Link Search Menu Expand Document

SQL

Table of contents

  1. Overview
  2. Preparation methods
  3. Query execution

Overview

This module allows executing SQL queries over bounded and unbounded collections. Because SQL statements can only be applied to collections of rows, Kio provides some methods to transform Kotlin data classes to rows easier.

Preparation methods

Method Description
toRows()
↪️ PCollection<Row>
Transforms the input collection of data class instances into the collection of rows.
with(collections)
↪️ PCollectionTuple
Returns a PCollectionTuple with input collections mapped to the names.

Arguments:
· vararg collections: Pair<PCollection<Row>, String> - a pair with an input collection of rows and a name for this collection

Query execution

There is the sql method for PCollection<Row> and PCollectionTuple which require a string with the SQL query as an argument.

In case when you use SQL queries over PCollection<Row> you should use PCOLLECTION as the name of the source in the FROM clause:

kio.parallelize(listOf(
        Person(0, "John", 26),
        Person(1, "Peter", 13),
        Person(2, "Tim", 64),
        Person(3, "Jane", 31),
        Person(4, "Bill", 17)
    ))
    .toRows()
    .sql("SELECT id FROM PCOLLECTION WHERE age >= 18")

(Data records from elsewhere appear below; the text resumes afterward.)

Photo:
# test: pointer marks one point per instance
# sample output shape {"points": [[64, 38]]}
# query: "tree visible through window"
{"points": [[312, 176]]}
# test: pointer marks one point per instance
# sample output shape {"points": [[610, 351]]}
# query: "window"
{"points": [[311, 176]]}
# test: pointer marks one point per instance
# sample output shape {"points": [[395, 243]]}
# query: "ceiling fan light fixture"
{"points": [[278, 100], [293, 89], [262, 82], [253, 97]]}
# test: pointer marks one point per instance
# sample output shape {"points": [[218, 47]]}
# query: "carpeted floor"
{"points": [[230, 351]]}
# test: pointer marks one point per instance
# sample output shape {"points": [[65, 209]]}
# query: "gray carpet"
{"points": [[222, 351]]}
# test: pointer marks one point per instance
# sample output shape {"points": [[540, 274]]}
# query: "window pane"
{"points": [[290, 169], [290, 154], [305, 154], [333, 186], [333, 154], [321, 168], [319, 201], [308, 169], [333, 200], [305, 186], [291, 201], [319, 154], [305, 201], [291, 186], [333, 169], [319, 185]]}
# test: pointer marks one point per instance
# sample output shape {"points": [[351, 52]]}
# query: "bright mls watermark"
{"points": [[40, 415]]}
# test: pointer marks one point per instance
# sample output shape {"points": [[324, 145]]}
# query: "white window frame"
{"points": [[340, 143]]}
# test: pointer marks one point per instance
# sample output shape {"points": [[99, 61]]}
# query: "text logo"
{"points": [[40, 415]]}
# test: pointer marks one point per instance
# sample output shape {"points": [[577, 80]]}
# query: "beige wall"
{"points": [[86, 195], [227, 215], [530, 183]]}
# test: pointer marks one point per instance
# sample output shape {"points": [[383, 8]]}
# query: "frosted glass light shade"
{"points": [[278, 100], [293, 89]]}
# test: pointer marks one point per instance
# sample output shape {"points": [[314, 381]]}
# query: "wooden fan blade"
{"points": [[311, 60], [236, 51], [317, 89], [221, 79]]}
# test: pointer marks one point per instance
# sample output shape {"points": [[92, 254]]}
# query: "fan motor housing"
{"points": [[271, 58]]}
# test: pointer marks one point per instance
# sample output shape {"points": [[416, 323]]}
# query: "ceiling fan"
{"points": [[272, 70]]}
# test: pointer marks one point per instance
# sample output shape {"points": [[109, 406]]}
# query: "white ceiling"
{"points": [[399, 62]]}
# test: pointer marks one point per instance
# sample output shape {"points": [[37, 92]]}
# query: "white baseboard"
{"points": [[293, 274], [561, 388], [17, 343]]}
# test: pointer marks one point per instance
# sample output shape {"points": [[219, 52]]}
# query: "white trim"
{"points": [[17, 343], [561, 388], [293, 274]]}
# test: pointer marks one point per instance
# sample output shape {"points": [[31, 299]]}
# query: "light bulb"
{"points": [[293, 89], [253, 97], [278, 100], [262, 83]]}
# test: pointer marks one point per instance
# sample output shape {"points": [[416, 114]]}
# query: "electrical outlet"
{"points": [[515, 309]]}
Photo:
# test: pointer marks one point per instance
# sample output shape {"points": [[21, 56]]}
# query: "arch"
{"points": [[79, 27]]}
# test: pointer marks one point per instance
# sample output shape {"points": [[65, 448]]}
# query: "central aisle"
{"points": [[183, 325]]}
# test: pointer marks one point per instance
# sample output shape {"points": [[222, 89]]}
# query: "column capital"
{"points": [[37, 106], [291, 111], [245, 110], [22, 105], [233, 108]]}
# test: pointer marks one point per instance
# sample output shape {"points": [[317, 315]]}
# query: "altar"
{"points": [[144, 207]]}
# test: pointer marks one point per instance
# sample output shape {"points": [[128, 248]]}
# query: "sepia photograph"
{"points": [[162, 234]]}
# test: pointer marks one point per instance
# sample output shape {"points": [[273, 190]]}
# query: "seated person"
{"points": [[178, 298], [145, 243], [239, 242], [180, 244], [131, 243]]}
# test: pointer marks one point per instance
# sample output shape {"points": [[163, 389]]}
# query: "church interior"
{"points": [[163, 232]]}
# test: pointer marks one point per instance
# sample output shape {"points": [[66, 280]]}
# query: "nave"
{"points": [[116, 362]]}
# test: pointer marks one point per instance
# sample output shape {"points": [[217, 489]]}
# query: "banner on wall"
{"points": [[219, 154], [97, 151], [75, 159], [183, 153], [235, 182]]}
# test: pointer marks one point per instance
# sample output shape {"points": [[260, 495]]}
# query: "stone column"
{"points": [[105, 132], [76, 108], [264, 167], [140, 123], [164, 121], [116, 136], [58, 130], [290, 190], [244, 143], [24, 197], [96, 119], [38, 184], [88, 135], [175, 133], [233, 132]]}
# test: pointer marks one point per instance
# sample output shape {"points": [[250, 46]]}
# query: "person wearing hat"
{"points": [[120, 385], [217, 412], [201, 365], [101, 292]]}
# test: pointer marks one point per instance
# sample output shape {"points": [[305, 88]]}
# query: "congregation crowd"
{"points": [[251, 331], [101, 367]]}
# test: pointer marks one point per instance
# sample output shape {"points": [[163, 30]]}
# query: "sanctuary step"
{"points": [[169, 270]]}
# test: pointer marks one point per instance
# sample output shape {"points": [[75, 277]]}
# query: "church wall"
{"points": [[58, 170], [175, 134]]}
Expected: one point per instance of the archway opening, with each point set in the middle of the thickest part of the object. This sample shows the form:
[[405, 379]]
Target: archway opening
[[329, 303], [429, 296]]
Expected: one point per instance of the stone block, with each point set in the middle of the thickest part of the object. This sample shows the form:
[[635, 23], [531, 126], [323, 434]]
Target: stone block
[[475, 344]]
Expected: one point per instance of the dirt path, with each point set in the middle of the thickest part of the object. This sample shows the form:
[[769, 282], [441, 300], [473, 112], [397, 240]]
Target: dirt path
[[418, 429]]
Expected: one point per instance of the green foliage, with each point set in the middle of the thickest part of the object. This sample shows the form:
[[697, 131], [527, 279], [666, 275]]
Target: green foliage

To execute the SQL query over PCollectionTuple it’s needed to use predefined names for sources:

val persons = kio.parallelize(listOf(
    Person(0, "John", 26, 2),
    Person(1, "Peter", 13, 0),
    Person(2, "Tim", 64, 1),
    Person(3, "Jane", 31, 1),
    Person(4, "Bill", 17, 2)
))

val cities = kio.parallelize(listOf(
    City(0, "Moscow"),
    City(1, "Paris"),
    City(2, "London"),
    City(4, "Tokyo")
))

with(
    persons.toRows() to "persons",
    cities.toRows() to "cities"
)
    .sql("""
        SELECT p.name
        FROM persons p
        JOIN cities c
          ON p.cityId = c.id
        WHERE c.name = 'Paris'
    """)